At first, the money bowled me over. But as I was driving home, it dawned on me that I, as a single individual with no children to care for, no house to maintain and no staff to pay, require on average $2,000 a month to live on. And here Ricardo was feeding, clothing and providing for not just 14 children, but a full-time staff of no less than ten adults and their families on an income just roughly six times mine! His pleas for funding rapidly became clear to me after I ran these numbers and realized how very little he was really asking for, and how much each dollar was actually doing for the children.

During a television interview for Project Break the Silence, I focused heavily on a statistic that stated that one child in Arizona is abused every hour.

However, in Nogales, MX, Ricardo told me, over 200 boys and girls are sexually abused in their own homes and neighborhoods every day.

That’s nearly ten times the stateside average, and unfortunately on the Mexico side of our borderlands region, the problem gets far less public attention. Not for lack of trying by those who have a heart to change this, however.

After he spoke out against the sex-trafficking of girls in Nogales, Ricardo received death threats on the phone. Still, he persisted, believing that his work with the Haven was not enough and that many more children needed his voice. But sex-trafficking is a multi-billion dollar industry, and according to the Oprah Winfrey Show, which recently ran a special on sex-trafficking featuring advocate Ricky Martin, human sex trafficking is the second-largest organized crime in the world.

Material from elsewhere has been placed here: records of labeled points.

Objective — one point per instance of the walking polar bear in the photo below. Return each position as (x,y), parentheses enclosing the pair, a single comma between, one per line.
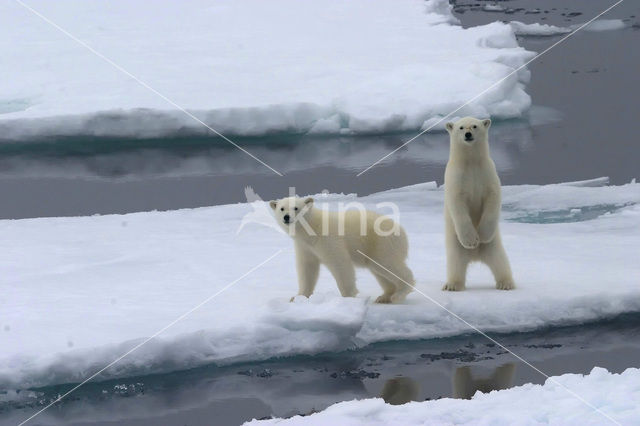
(472,206)
(342,241)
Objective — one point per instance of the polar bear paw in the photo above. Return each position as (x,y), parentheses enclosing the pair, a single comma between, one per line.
(453,287)
(505,285)
(469,238)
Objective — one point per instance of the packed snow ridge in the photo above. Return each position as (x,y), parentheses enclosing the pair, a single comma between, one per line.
(94,287)
(602,398)
(246,68)
(543,30)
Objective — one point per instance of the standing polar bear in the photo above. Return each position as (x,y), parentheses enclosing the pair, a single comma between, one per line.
(343,240)
(472,206)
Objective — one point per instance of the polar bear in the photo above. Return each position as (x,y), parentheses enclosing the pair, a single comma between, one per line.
(342,241)
(472,206)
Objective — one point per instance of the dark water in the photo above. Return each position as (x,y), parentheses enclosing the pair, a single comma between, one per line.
(583,126)
(397,371)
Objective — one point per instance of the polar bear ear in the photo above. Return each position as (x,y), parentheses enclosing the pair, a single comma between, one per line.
(449,126)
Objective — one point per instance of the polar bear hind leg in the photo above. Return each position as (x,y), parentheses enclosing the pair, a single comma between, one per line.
(396,281)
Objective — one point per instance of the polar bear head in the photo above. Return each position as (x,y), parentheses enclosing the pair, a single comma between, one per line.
(289,210)
(468,131)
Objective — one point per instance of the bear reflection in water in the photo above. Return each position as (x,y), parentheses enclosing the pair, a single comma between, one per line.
(465,385)
(400,390)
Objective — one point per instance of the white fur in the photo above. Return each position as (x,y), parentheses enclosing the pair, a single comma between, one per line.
(472,206)
(335,239)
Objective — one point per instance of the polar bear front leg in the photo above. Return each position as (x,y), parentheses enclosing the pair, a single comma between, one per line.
(490,215)
(458,212)
(308,268)
(341,267)
(457,259)
(495,257)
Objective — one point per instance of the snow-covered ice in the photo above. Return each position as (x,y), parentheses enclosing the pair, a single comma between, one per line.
(542,30)
(537,29)
(614,395)
(249,67)
(76,293)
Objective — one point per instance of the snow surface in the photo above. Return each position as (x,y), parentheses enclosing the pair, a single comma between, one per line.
(615,395)
(249,67)
(76,293)
(542,30)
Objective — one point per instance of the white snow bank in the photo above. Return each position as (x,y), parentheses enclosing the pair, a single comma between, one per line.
(249,67)
(76,293)
(542,30)
(614,395)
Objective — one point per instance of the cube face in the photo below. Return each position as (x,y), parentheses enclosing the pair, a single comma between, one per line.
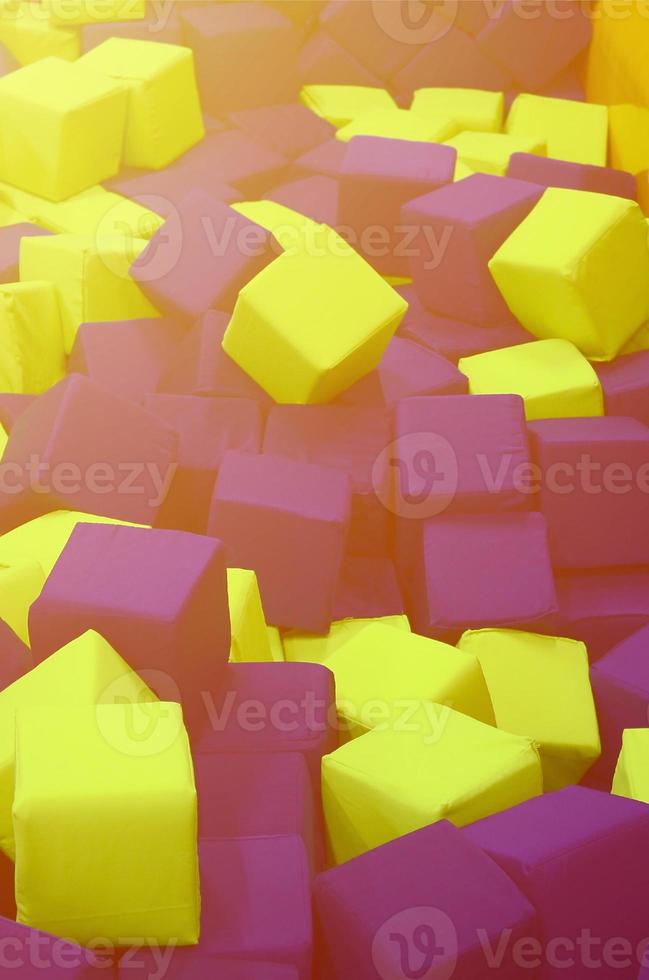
(61,751)
(83,136)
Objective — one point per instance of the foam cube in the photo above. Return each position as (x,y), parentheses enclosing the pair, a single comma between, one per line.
(378,177)
(592,489)
(201,258)
(347,438)
(288,521)
(207,428)
(380,669)
(74,769)
(90,276)
(584,259)
(440,765)
(86,671)
(351,314)
(539,686)
(87,443)
(164,116)
(168,617)
(462,225)
(579,857)
(33,358)
(552,377)
(363,905)
(80,119)
(479,570)
(575,131)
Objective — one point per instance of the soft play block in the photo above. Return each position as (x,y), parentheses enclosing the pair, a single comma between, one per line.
(577,267)
(32,357)
(159,597)
(351,314)
(378,177)
(621,688)
(202,256)
(91,277)
(128,357)
(87,442)
(630,777)
(381,668)
(593,489)
(575,131)
(479,570)
(539,686)
(229,38)
(537,47)
(207,428)
(362,907)
(74,769)
(288,521)
(435,764)
(553,378)
(461,226)
(581,859)
(80,120)
(347,438)
(548,172)
(86,671)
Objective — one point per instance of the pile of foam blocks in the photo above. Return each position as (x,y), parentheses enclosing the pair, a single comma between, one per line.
(324,489)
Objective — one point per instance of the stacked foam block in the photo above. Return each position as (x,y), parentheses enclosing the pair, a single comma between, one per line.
(324,489)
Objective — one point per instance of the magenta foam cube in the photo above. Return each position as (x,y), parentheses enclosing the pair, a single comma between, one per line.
(594,489)
(80,447)
(582,859)
(478,570)
(207,428)
(385,914)
(462,226)
(127,357)
(288,521)
(346,438)
(201,257)
(158,597)
(549,172)
(379,176)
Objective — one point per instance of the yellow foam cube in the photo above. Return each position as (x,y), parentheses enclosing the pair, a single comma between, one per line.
(577,267)
(552,377)
(339,104)
(471,108)
(438,764)
(91,276)
(250,640)
(164,115)
(571,130)
(381,669)
(32,357)
(540,686)
(632,771)
(62,128)
(105,821)
(86,671)
(311,324)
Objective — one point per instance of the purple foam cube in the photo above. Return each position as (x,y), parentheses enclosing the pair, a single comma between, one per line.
(128,357)
(201,257)
(581,858)
(207,428)
(477,570)
(592,489)
(288,521)
(429,898)
(346,438)
(461,226)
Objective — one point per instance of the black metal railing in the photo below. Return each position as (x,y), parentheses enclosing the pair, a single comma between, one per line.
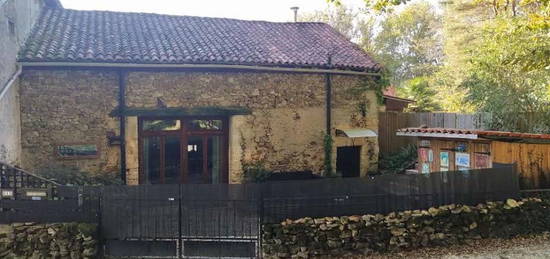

With powerful men standing against him, Ricardo would have been well within his bounds to give up in his work and focus just on the Haven and the children the Sonoran government sent his way. But his hope was to bring light into the darkest corners of borderland society and expose the criminals in their dens.

So though the death threats continued, Ricardo was not easily silenced…

Until … the day he was driving his wife and child through the streets of Nogales on a shopping trip. As they pulled up to a stop sign, an untraced assailant fired on the van from across the street. The terrifying whir and splinter of the bullets as they passed by his open window and struck a pole behind the van shook Ricardo to the core. Miraculously, no one in the vehicle was injured and Ricardo was able to get his family home to safety.

This sex-trafficking monster is too big for me to fight alone, he realized.

Against his will, Ricardo was forced to keep silent about the sex-trafficking industry in Nogales and instead focus his boundless energies on the work at the Haven and the children under his care.

Today, the faces of the children at the Haven still drift through my mind at times. I find myself dreaming of tiny Fabian and his drooling, toothless grin… the 2 month old girl who fastened her strong baby hand around my fingers and stared silently up at me from her pink blanket…and Gabby, who when asked how old she was, held up three brown fingers and flashed me a starry smile from under dark bangs. These children are the reason people like Ricardo risk their lives every day, and if our nation could only recognize how deeply our own futures are affected by the children of the Borderlands, perhaps more people would join this cause. But until more people do stand forward, Ricardo, his staff, and myself will continue to speak and work for the hope and healing of the next generation.

As we drove away from the Haven that sunny winter afternoon, Ricardo Gallego turned to me from the driver’s seat of his van and said, “Don’t forget to tell people our sign: Cambiamos lagrimas por sonrisas…we turn tears into smiles!”